Contemptible, and its Opposite

The Brits are gone. Whatever England was for the last thousand years of its history, it isn't anymore. It is impossible to express my contempt, not so much for the disgraceful behavior of the British "military" sailors who cooperated assiduously with their Iranian captors' propaganda efforts, as much for their superiors who responded by talking about how bravely and appropriately they had behaved. These people are considered British navy by the heirs of Nelson? People who do whatever their captors tell them to do because the mean old captors didn't let them sleep and (gasp! the humanity!) yelled at them?????

I simply ask you: is it possible to imagine such behavior either (a) from British officers, or even civilians, of the World War II generation that endured the Blitz, if said officers or civilians were to be captured by the Japanese or Germans, or (b) from today's American Marines or Army infantry?

I can't link off-hand to the descriptions of how the American P.O.W's in Vietnam behaved -- where each man, despite being kept in permanent solitary confinement, would endure day after day of torture (not the "torture" that Americans are accused of imposing on modern terrorists, but genuine torture), pushing themselves to the absolute limits of human endurance, because each knew that every day they held out was a day that their brother officers' torture was postponed.
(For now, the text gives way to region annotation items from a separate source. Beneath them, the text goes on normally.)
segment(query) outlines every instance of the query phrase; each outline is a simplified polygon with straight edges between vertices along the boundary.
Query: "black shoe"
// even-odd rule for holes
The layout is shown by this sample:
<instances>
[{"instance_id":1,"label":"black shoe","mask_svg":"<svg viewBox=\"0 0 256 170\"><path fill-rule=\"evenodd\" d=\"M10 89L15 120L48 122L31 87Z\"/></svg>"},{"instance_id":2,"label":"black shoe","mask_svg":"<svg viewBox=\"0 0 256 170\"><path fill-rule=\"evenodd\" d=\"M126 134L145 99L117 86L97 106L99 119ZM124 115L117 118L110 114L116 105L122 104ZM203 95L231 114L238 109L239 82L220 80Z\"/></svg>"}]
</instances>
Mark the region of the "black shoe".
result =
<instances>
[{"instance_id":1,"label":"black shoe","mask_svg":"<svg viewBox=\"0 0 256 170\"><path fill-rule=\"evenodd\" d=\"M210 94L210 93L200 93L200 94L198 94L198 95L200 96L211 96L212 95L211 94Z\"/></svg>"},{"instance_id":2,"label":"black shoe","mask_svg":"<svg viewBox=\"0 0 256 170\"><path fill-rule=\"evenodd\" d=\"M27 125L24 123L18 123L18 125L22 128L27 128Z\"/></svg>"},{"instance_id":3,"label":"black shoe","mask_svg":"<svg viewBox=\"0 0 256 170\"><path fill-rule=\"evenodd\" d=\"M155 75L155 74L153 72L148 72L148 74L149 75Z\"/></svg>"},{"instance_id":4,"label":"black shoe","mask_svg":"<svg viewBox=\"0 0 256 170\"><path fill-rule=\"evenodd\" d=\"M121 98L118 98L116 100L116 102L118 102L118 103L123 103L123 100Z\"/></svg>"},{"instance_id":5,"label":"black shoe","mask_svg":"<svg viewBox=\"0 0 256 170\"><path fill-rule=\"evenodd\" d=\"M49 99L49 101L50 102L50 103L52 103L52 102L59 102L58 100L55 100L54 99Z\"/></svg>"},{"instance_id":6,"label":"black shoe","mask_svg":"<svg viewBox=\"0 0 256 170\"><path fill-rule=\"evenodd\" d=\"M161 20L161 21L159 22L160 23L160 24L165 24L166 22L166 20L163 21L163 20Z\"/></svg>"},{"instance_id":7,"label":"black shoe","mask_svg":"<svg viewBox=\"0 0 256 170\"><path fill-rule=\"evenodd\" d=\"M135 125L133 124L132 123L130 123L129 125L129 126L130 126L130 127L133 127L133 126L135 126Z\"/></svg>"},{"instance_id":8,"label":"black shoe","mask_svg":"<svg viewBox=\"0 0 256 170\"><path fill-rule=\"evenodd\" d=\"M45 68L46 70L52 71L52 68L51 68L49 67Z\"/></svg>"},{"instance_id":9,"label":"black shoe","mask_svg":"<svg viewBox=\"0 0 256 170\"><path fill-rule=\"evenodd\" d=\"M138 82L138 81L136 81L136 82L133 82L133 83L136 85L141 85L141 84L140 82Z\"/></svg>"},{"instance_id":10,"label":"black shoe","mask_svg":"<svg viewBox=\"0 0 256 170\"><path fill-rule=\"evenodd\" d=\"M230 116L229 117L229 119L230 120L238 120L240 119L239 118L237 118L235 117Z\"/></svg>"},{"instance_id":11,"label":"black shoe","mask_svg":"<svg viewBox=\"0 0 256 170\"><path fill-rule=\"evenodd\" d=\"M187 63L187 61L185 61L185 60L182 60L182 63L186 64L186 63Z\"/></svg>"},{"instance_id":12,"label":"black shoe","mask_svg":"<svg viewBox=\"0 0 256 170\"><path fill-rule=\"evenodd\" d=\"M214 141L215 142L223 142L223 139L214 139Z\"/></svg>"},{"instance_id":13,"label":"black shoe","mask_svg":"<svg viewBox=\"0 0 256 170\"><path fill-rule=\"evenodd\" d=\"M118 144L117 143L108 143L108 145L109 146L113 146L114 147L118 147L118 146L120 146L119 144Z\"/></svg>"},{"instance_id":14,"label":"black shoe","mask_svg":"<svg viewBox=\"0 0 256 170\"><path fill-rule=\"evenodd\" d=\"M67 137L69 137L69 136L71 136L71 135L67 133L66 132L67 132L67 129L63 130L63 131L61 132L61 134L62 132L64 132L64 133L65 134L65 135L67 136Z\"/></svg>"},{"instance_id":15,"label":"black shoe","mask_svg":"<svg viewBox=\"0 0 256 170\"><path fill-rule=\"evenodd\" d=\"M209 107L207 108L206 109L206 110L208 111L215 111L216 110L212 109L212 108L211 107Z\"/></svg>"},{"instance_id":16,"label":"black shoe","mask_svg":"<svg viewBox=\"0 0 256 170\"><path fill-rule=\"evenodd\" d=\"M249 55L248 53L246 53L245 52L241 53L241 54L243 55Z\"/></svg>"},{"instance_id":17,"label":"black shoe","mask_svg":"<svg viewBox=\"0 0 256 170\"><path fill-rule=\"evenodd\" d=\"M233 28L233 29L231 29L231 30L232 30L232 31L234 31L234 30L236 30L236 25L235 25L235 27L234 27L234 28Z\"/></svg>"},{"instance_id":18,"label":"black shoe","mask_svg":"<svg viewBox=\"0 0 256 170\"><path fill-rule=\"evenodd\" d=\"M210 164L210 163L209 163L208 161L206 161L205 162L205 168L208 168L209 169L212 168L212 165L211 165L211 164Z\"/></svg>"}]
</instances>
But I can link to these reminiscenses of one of the American Marines who was taken hostage by this same President of Iran and his buddies, back in the days when Jimmy Carter's residence in the White House gave thugs all over the world the confidence that they could abuse Americans with complete impunity. This is how actual soldiers behave when they are surrounded and ultimately captured.

Spare me, by the way, the "how would you have behaved in that situation, and how can you pass judgment?" If I were a soldier, and if I had received the training and inherited the sense of honor and duty that American soldiers receive and inherit, then I firmly believe I would have behaved far more like an American POW than like the British collaborators of last week. For the American military produces American military men. What do you think are the odds that this bunch of national disgraces will receive the same treatment from their peers and government that lone collaborator Army Sgt. Joe Subic received?

HT: John Derbyshire, a former Englishman who, unlike the Brits' commanding officers, is not an admirer of the captives' contemptible behavior.

1 Comments:

At 6:17 PM, Blogger Ken Pierce said...

[grinning] You keep using that word. I do not think it means what you think it means.

Seriously, if you believe that (a) the "torture" we apparently use from time to time in terrorist iterrogations is the same as the torture that the Vietnam POW's went through, and (b) that the terrorists are morally and legally analogous to our POW's...why, then if you go with those two assumptions then there would be relevance to your comment. But of course I firmly deny both of those two assumptions.

I know I have to get back to that discussion and finish it sometime. I promise I will eventually.